Quanto ao jogo não vou fazer grandes comentários pois os nervos, ansiedade e um lugar atrás da baliza e junto ao relvado não me permitiram ler o jogo de forma minimamente satisfatória. Principais pontos que retive:
- esperava bem mais do corredor esquerdo (Siqueira e Gaitán);
- Oblak vai ser um guarda-redes de top europeu, sem grande margem para dúvidas;
- a substituição de Sulejmani por André Almeida e a subida de Maxi foi uma opção perfeitamente razoável de Jesus. Não o faria mas não me chocou. Sabia que assim pelo menos o trabalho defensivo estaria assegurado e a inexperiência de Cavaleiro deixavam algumas dúvidas relativamente à sua capacidade de entrar tão cedo no jogo;
- a dupla de centrais é de sonho;
- a forte marcação sobre Gaitán e a sua reduzida frescura física, bloquearam muito do seu talento e a capacidadepara resolver;
- que tremideira ridícula da dupla da frente na hora de resolver! Aquele domínio de peito de Lima sem ninguém por perto na hora de encarar Beto, ainda hoje não me sai da cabeça.

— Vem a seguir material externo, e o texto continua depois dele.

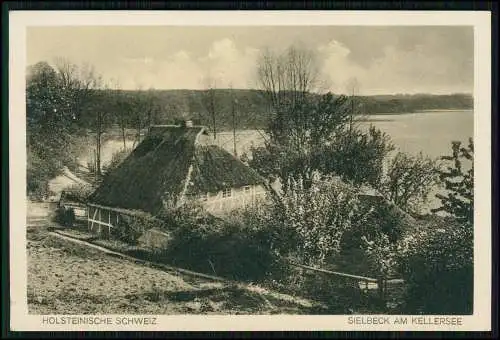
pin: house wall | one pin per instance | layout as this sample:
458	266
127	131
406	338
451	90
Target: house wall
100	221
218	205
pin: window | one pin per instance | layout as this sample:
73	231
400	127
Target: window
226	192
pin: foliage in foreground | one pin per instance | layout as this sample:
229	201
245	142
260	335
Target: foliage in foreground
437	265
459	183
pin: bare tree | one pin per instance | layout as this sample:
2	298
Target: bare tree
120	110
409	181
286	78
234	102
210	101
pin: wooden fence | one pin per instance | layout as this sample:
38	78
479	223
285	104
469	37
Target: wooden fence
363	281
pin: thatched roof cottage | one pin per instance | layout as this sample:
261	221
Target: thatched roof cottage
174	163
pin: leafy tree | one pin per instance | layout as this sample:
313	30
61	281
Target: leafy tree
58	102
356	156
437	266
459	183
49	121
314	218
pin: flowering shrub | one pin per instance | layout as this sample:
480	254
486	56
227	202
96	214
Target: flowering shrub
381	253
319	215
437	265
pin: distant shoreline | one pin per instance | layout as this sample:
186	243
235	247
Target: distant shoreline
419	111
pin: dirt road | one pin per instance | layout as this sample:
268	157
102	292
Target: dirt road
69	278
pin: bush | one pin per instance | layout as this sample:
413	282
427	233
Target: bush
64	216
77	193
409	181
459	184
130	228
116	159
437	266
316	218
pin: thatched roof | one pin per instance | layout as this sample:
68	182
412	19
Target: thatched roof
160	166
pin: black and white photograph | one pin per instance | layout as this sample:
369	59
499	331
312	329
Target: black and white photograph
318	169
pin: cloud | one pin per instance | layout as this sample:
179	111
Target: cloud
396	71
224	63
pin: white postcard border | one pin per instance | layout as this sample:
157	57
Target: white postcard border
19	20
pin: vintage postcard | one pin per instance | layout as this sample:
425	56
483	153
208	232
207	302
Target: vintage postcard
187	171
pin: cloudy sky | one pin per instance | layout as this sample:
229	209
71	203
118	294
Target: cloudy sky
383	59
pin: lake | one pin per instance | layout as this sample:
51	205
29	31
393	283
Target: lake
430	132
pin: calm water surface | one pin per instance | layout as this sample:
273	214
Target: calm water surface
429	132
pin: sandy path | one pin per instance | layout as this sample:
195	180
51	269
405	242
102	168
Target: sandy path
69	278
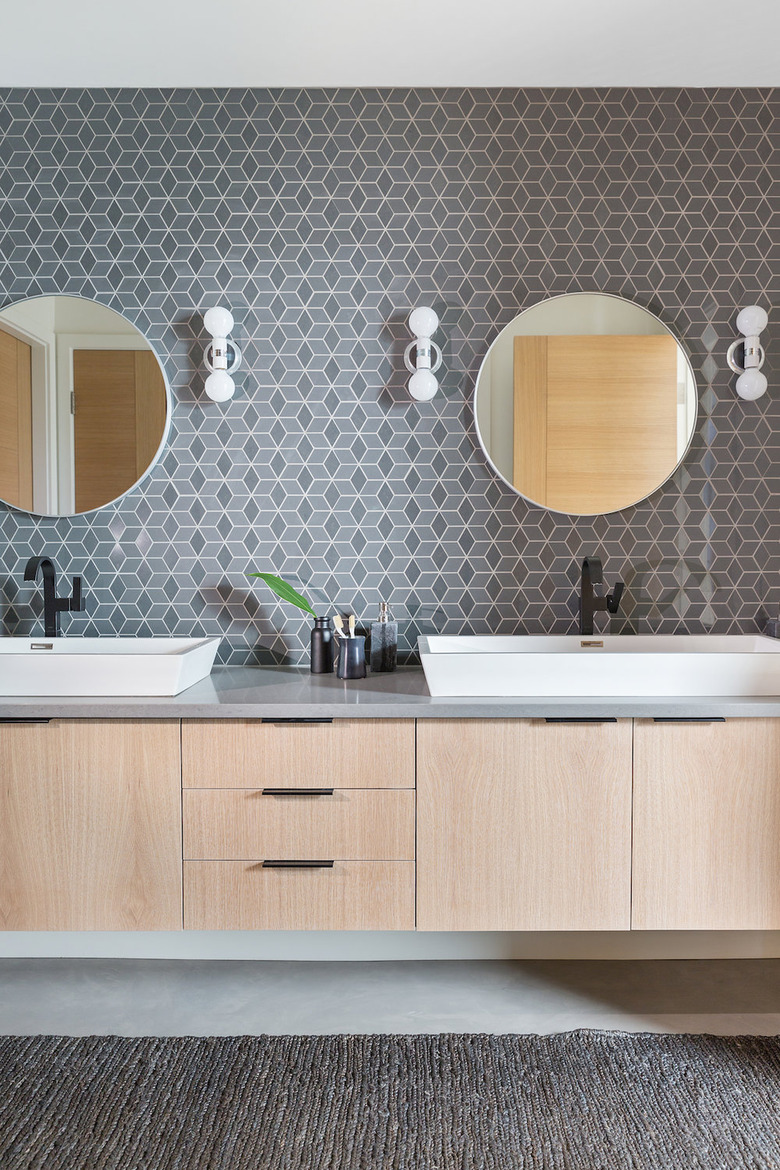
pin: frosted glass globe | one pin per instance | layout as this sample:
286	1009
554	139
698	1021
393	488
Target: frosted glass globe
219	322
220	386
752	321
423	323
751	385
423	385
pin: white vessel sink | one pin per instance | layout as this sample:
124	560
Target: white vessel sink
103	666
663	666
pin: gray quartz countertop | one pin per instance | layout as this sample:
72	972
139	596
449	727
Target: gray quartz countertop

- super Maxi. Esteve tão bem que preferia que tivesse arriscado o remate em vez das assistências;
- Jesus, o Cardozo?! Estavas mesmo a falar a sério? Depois de tantos jogos seguidos em que não fez a ponta de uma coisa qualquer, era naquela noite que a maré ia mudar?! Ainda por cima quando Rodrigo se estava a começar a soltar cada vez mais da marcação e a aparecer muito no jogo. E o Cavaleiro a 3 minutos do final?! Quando os jogadores já se arrastavam todos em campo e este era o único com capacidade de explosão no banco?! É por golpes de génio destes que não consigo te apoiar da mesma forma que a maioria dos benfiquistas que conheço.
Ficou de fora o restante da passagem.